By the way, if you want a decent sense of what “public ownership” would lead to in a Sinn Fein run Celtic Cuba, just ask yourself: What’s the swankiest building on the Falls Road?

  • Mick Fealty

    Quite wicked Mr McK. Did Mr T really say that?

  • “By the way, if you want a decent sense of what “public ownership” would lead to in a Sinn Fein run Celtic Cuba, just ask yourself: What’s the swankiest building on the Falls Road?”

    Undoubtedly Cultúrlann closely followed by St Peter’s Cathedral. In saying that Coláiste Feirste has a ‘swanky’ new place and St Mary’s University College still looks pretty good, though I have a personal liking for St. Paul’s which seemed to have escaped many of the horrible “wreckovations” which blighted the rest of the country since Vatican II. Conway Mill has fairly shaped up after it’s renovations as well though I dare it most of them will be outshone by the new building going up in the RVH.

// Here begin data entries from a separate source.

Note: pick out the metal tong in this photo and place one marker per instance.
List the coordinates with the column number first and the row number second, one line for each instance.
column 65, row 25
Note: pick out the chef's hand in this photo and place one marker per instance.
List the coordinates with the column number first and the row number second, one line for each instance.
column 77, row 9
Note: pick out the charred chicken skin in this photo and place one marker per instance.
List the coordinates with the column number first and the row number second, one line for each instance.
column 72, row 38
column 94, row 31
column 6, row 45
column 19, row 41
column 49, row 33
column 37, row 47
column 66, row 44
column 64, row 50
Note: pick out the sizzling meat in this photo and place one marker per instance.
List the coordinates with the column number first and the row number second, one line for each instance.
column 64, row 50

    What was the point again?

  • Yes he did Mick. This reference also shows another perspective: that the Cubans are Celts so that’s all right then And further on that theme Cuba ran for the first time ever last year. Ah the romance of revolutionary endeavour.

  • Ruarai

    Ulick, perhaps I should have said, “Is there a swankier building on the Falls than Connolly House?”

    You’re right about Cultúrlann, St Paul’s and St Peter’s, insofar as they’re more old world magestic (though the optics, in our paranoid society, of a former Protestant Church now being a Gaelic cultural centre – and a fine one, last time I was there – are suboptimal for persuaders for a United Ireland), I wouldn’t categorize them as swanky.

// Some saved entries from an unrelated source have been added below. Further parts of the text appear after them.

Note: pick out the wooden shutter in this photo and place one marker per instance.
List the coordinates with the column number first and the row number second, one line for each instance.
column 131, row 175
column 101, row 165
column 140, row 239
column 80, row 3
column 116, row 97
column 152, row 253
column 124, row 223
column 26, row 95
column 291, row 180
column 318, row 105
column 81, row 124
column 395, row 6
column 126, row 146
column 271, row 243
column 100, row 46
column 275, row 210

  • @Ruarai obviously then you haven’t been on the Falls since Uachtarán na hÉireann opened the multimillion pound extension to the Cultúrlann. However to answer your latest question “is there a swankier building on the Falls than Connolly House?” then the answer is yes, they all are given that Connolly House is not on the Falls Rd, it’s situated quite a distance away on the Anderstown Rd, past Casement Park. Is it swanky? Looks pretty nondescript to me, though its hard to say as its surrounded by a six foot wall, but perhaps you know different?

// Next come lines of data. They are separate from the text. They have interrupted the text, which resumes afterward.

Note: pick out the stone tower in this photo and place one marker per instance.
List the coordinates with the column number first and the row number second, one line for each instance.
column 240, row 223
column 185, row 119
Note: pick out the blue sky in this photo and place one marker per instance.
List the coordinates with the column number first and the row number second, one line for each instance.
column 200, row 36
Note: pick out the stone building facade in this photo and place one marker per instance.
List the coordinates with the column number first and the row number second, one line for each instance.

  • Andersonstown Rd, obviously.

  • cynic2

    “its surrounded by a six foot wall”

    Most Secret Police HQs are.

  • Rory Carr

    …as indeed are many places of worship, hospitals, schools and, of course, my own family home in Tottenham (nah ! only joking about the last one).

  • Rory Carr

    It is not socialism that leaves Cuba materially impoverished but rather the brutal policy of its large colonial neighbour in placing an effective blockade on the export of its products.

    Despite that, Cuba, since the overthrow of US puppet dictator, Batista, has far outstripped its voracious giant of a neighbour in the wealth of spiritual and cultural growth and most especally in the provision of medical care and education for all of its people, (and indeed aid to its neighbours in Latin America and of course, in the USA, most strikingly after super-efficient capitalism failed in its duty to come to the aid of the people of New Orleans, whose destitution capitalist greed and corruption had caused in the first place).

    With the limited wealth that it has,Cuba attempts to care for the welfare of its people. The USA with all its vast wealth in contrast insists that its weak and poor (whom its system has made weak and poor) go to the wall in order that the sleek and fat may grow ever more sleek, ever more fat.

  • andnowwhat

    Sainsbury’s are on tghe Falls this last few years. Their quite swanky or they not

  • aquifer

    The Chinese state has a simple strategy. Look at everything the west consumes and make it cheaper than they can. That way the Chinese state gets the income taxes and other revenues, which they use to buy real natural resources in other countries and develop their own renewable energy industry. So they can continue to grow their economy.

    The western democracies have a simple strategy too. Borrow some more money to win the next election and wage wars to try to keep oil cheap for everybody and sell financial bets.

    Which looks like a winning strategy?